Born in Bridgeport on June 15, 1957, Leslie Mcgrath Taylor passed away from cancer on Aug. 6 at age 63. For several reasons this was not supposed to happen. For one, the best at Yale reassured her that they had "this", and that she would be extremely uncomfortable for a number of months but, "to please not worry". While they were indeed wonderful doctors that did their best, they were wrong.
On the other hand, I was the one that had thoroughly abused myself over the years. An off and on smoker, a carpenter in the business of restoring antique wooden boats, I had exposed myself to all manner of methy-ethyl death over the years. So the plan was that I'd go first and she'd live on comfortably to write for another 20 years. I was wrong as well.
Make no mistake; she did do her level best to keep me alive, especially by way of being a fabulous cook. Always experimenting, almost always succeeding, I was fed meals nearly every night that anyone would have been happy to pay serious money for. Her only problem was her fear of not making enough. She'd always say, "Don't worry, there's more", and I'd always joke that, given the chance, I'd have that carved into her headstone. I am now thinking very seriously of doing just that.
But she was also an excellent baker. In fact that's how we met. Fresh out of a divorce she'd moved to Noank and got a job at the little bakery next to the Universal. Not much later on she hired my son as a part-time helper, just as he was starting at UConn. At the time I was running my boat company but was also still teaching part-time as an adjunct in the UConn philosophy department. My son Ben got it in his head to mention me to Leslie. "You should meet my dad", he suggested. "He's a carpenter and a philosopher, kinda like Jesus." This got her attention. Four months later we were married on a large old boat adrift in the lee of Ram Island. That was nearly 25 years ago.
But most important, most wonderful, is that she was a poet. Just saying this however was always fraught with danger. I'd argue that most people, forgivably, really don't understand what that means. It took me a good while to appreciate, I freely admit. But I invite you to Google "Leslie McGrath" and you will be confronted with a full screen of just her: her career as a poetry professor at CCSU, her books, her interviews, her Wikipedia page, her national awards. She was a genuine poet able to play the language as a fine and insistent instrument, inviting you to think in ways that were often unfamiliar and eye-opening but then also shaming you, with great empathy, to discover sometimes very uncomfortable bits about being human that nevertheless leave you happy to now appreciate.

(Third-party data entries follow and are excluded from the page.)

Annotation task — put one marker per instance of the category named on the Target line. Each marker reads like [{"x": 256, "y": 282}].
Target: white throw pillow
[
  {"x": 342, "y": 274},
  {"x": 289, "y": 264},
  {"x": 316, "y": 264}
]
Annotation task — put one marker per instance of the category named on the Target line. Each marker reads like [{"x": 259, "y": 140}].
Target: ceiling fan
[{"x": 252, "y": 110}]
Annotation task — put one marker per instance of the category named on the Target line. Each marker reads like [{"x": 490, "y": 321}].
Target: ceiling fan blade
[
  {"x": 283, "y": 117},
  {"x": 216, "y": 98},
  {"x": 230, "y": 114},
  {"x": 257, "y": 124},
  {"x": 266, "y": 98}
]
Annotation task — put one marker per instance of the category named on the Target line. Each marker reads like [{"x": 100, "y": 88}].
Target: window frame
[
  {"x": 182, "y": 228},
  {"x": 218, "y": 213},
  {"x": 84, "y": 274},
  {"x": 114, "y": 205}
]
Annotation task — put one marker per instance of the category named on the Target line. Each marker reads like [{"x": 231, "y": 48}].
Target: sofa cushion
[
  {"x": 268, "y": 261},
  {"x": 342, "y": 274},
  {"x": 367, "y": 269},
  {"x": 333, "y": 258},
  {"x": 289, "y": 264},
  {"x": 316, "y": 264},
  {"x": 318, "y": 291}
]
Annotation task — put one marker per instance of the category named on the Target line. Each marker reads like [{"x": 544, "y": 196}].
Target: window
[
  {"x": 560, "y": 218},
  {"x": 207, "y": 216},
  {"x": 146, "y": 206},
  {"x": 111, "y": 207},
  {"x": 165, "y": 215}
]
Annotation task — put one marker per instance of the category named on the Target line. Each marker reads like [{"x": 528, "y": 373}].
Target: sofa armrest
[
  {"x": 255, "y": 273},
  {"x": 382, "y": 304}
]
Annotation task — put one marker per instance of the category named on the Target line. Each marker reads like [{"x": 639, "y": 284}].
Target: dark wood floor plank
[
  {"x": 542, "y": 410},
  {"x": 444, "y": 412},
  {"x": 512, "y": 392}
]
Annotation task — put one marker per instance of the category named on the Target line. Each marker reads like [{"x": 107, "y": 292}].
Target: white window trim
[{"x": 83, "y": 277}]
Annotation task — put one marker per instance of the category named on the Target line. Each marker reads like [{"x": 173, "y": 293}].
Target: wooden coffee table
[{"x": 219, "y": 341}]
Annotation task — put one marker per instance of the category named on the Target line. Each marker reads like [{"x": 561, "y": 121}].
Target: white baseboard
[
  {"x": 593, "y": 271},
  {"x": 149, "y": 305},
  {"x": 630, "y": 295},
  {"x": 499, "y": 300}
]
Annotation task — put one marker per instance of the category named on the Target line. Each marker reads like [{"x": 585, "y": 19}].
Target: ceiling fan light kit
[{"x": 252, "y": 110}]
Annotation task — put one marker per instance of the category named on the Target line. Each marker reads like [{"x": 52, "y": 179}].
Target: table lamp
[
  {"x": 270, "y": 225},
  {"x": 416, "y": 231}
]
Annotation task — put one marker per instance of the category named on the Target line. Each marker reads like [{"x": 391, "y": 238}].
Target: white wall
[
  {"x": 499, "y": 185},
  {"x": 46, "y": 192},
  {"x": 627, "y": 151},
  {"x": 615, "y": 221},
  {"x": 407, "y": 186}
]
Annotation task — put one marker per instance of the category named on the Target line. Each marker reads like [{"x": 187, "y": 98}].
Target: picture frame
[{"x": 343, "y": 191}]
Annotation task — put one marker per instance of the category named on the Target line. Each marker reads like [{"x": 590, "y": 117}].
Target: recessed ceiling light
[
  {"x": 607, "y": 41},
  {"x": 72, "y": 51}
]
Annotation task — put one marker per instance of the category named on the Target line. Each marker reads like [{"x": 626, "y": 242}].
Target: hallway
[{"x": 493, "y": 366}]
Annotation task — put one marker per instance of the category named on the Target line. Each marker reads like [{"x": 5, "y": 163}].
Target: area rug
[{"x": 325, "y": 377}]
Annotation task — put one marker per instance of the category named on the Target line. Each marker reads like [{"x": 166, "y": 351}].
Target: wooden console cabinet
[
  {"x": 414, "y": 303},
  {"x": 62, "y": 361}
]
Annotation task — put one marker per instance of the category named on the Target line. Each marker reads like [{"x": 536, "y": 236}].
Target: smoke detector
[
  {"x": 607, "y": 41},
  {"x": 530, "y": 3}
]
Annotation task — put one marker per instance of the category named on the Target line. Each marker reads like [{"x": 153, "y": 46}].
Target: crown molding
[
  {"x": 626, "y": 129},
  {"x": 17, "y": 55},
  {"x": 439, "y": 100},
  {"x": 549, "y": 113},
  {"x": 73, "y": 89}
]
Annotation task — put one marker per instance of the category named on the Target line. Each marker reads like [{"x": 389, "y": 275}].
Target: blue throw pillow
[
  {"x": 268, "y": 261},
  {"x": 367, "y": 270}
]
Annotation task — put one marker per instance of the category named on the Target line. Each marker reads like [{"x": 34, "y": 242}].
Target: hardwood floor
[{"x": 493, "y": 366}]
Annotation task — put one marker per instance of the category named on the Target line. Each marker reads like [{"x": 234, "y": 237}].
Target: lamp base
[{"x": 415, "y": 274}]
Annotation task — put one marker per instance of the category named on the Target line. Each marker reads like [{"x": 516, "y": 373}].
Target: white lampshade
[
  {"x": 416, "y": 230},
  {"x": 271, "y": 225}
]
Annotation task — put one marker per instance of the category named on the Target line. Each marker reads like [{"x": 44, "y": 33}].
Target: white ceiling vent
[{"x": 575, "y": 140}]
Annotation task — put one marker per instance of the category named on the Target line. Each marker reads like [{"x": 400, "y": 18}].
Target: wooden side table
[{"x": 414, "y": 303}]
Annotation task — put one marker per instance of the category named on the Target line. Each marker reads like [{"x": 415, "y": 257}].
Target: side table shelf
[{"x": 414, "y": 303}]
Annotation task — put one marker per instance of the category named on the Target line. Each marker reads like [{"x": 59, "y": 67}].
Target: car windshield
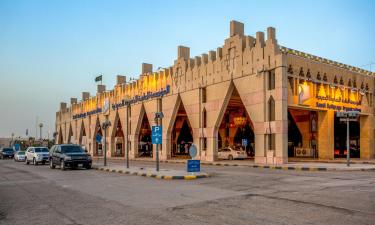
[
  {"x": 71, "y": 149},
  {"x": 41, "y": 150}
]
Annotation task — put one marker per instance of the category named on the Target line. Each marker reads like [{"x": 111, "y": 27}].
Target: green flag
[{"x": 98, "y": 78}]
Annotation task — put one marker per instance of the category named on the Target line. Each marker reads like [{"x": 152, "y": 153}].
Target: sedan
[
  {"x": 19, "y": 156},
  {"x": 6, "y": 153},
  {"x": 231, "y": 153}
]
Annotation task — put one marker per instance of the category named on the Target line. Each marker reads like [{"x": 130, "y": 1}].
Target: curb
[
  {"x": 294, "y": 168},
  {"x": 148, "y": 174}
]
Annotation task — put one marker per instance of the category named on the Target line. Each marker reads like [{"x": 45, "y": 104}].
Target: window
[
  {"x": 204, "y": 96},
  {"x": 271, "y": 109},
  {"x": 204, "y": 118},
  {"x": 204, "y": 144},
  {"x": 271, "y": 141},
  {"x": 271, "y": 80}
]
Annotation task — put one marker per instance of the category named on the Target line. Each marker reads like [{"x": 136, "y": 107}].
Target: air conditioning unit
[{"x": 303, "y": 152}]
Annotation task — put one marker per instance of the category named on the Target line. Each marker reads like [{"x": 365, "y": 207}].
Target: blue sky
[{"x": 52, "y": 50}]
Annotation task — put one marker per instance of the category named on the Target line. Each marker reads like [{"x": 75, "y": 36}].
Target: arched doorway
[
  {"x": 61, "y": 138},
  {"x": 119, "y": 141},
  {"x": 236, "y": 130},
  {"x": 144, "y": 138},
  {"x": 70, "y": 135},
  {"x": 82, "y": 135},
  {"x": 182, "y": 137},
  {"x": 98, "y": 147}
]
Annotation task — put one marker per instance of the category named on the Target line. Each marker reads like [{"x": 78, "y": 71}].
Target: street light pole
[
  {"x": 347, "y": 142},
  {"x": 127, "y": 135},
  {"x": 106, "y": 125}
]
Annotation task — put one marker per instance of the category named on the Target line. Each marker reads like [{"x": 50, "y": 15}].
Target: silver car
[
  {"x": 37, "y": 155},
  {"x": 19, "y": 156}
]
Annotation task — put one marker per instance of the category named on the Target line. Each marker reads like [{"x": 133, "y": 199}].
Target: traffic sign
[
  {"x": 157, "y": 134},
  {"x": 193, "y": 151},
  {"x": 17, "y": 146},
  {"x": 194, "y": 165},
  {"x": 98, "y": 138},
  {"x": 244, "y": 142}
]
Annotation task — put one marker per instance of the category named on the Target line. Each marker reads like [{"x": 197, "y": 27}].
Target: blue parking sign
[
  {"x": 193, "y": 165},
  {"x": 157, "y": 134},
  {"x": 98, "y": 138}
]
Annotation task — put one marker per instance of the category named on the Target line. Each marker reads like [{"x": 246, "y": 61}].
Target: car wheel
[
  {"x": 51, "y": 165},
  {"x": 62, "y": 165}
]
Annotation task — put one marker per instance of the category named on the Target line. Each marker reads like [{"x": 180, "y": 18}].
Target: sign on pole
[
  {"x": 194, "y": 165},
  {"x": 244, "y": 142},
  {"x": 157, "y": 135},
  {"x": 98, "y": 138}
]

Early in her writing career the Noank postmaster let her pin one of her poems on the wall next to the service window. Unaware, I walked in one day, saw the poem hanging there and told Craig how cool it was to see one of my wife's poems 'published'. He looked at me slack-jawed and exclaimed, "That's your wife!? You lucky bastard!"
More than anyone in the world I have appreciated that stroke of luck and will be forever humble and grateful that this woman loved me. She really did.
I hate it when the artists among us die. These extraordinary people are our voices, our apologists, our vanguards. They courageously do their best to explore the world at our behest and to report back when they've discovered something of great and real value. The only thing we have to do is shut up, sit down, and for just a moment, listen and see.
Leslie leaves behind so many people that loved her. Her daughters Elizabeth Frankel and Carly Huebner, step-daughters and -sons Ben Taylor, Jen Taylor, Courtney and Shawn Poole, with grandchildren Grayson and Rory Taylor and Connor Poole. Then there are numerous other family members who include her mother Gail Scholan and step-sister Kathy McPadden. Then there are the hundreds of friends, students, and fellow writers who will treasure her work and memories as she treasured theirs. It is comforting to think that there is a good chance she will survive but still speak for all of us.